Jaylen Brown’s return from COVID is a slow, uneven process

Jaylen Brownthe play has been so inconsistent since his 46-point, 46-minute performance on New York night’s opening night, Ime Udoka called the development “mentally retarded” after Wednesday’s loss to the Wizards.

Brown understands his coach’s confusion. He’s also catching on to the wild swings – the result, he now understands, of coming back from COVID and trying to jump straight into the flow of the NBA season.

“I came and talked to me about it yesterday. It did not bother me. It is also overwhelming for me,” Brown said after Friday’s training session. “I was surprised that my body did not react as it normally reacts. I’m usually able to have that zipper, the one that pops, flying up and down the runway, but it was not there. I think it was obvious, I do not think he was out of line or anything for it.

“I need to get better and get together with my medical staff and figure out how to get my body to the point where I feel normal,” the Celtics striker said. “Some days I feel great, and then it’s like two to three days, it takes my body too long to feel great again. That’s a problem for me. As I navigate it, we still need to tighten up the details, tighten up our defenses and find a way to win matches. Although I do not feel the same on the pitch, I could still be better in certain areas and detailed in certain areas. It’s more the conversation we have. ”

Brown said his impulse is to penetrate those moments with low energy, even though he told training staff early in the Wizards game that he was having a hard time. He finally broke out with a fourth quarter of 10 points and almost turned the match around, but admits that even though he only had minor symptoms while in quarantine, he has actually struggled to return to form.

He witnessed the fight Jayson Tatum had in coming back last season, and recognizes something similar in his own state now, though Brown stressed that unlike his teammate, he has not had breathing problems.

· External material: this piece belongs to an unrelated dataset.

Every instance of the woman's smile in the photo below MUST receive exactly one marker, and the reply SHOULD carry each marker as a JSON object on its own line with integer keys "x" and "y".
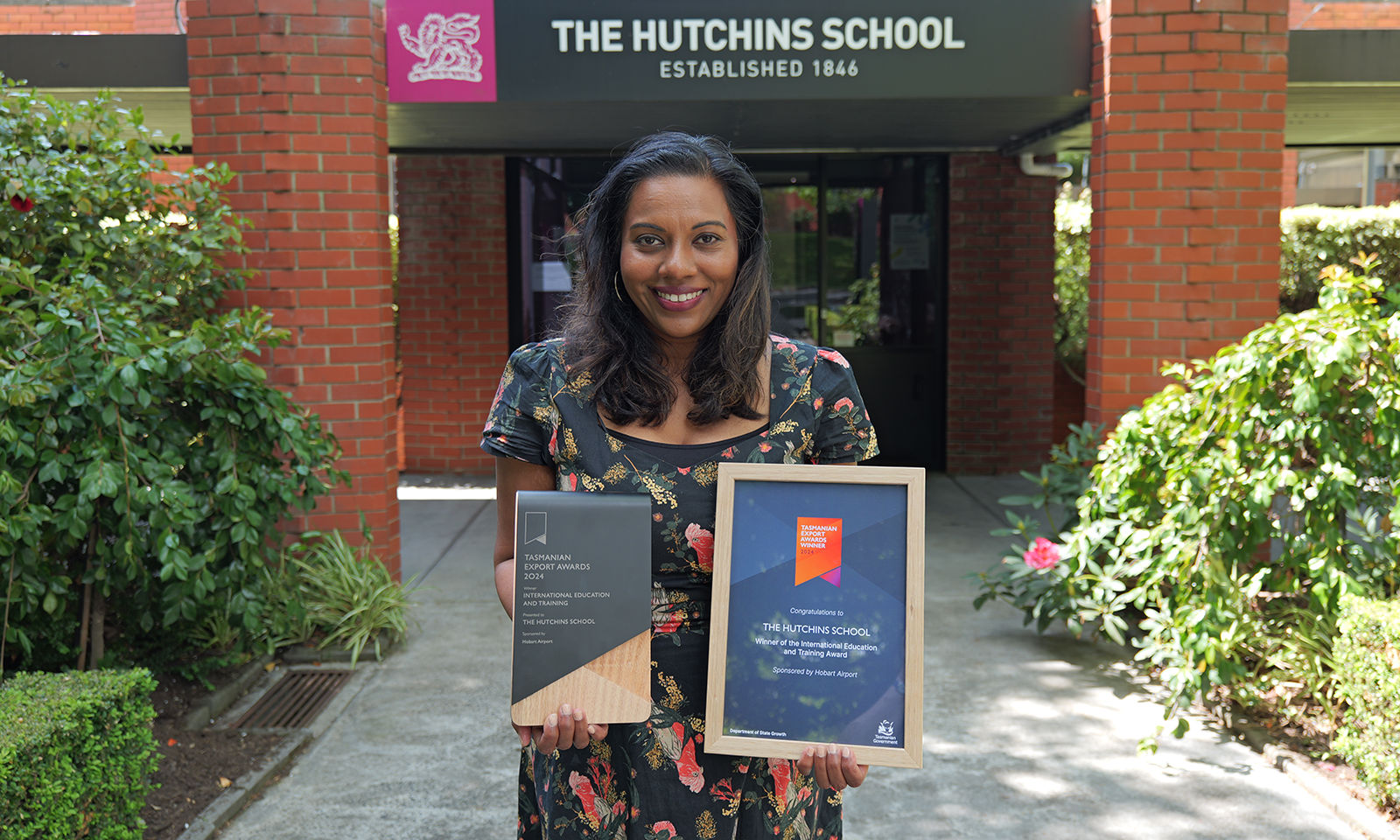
{"x": 679, "y": 301}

“I have noticed in the last few days – what, four matches for me now? – my body has in a way not recovered the same. I’m talking to our medical staff about it. Like, I’m fine, “Brown said.” And then it feels like instead of playing one game, it feels like I played three. I’m used to my body reacting and recovering. much faster.

“I know I just turned 25, but that can not be the way it looks on the other side.”

Brown has come to a better understanding thanks to conversations with the team’s medical staff.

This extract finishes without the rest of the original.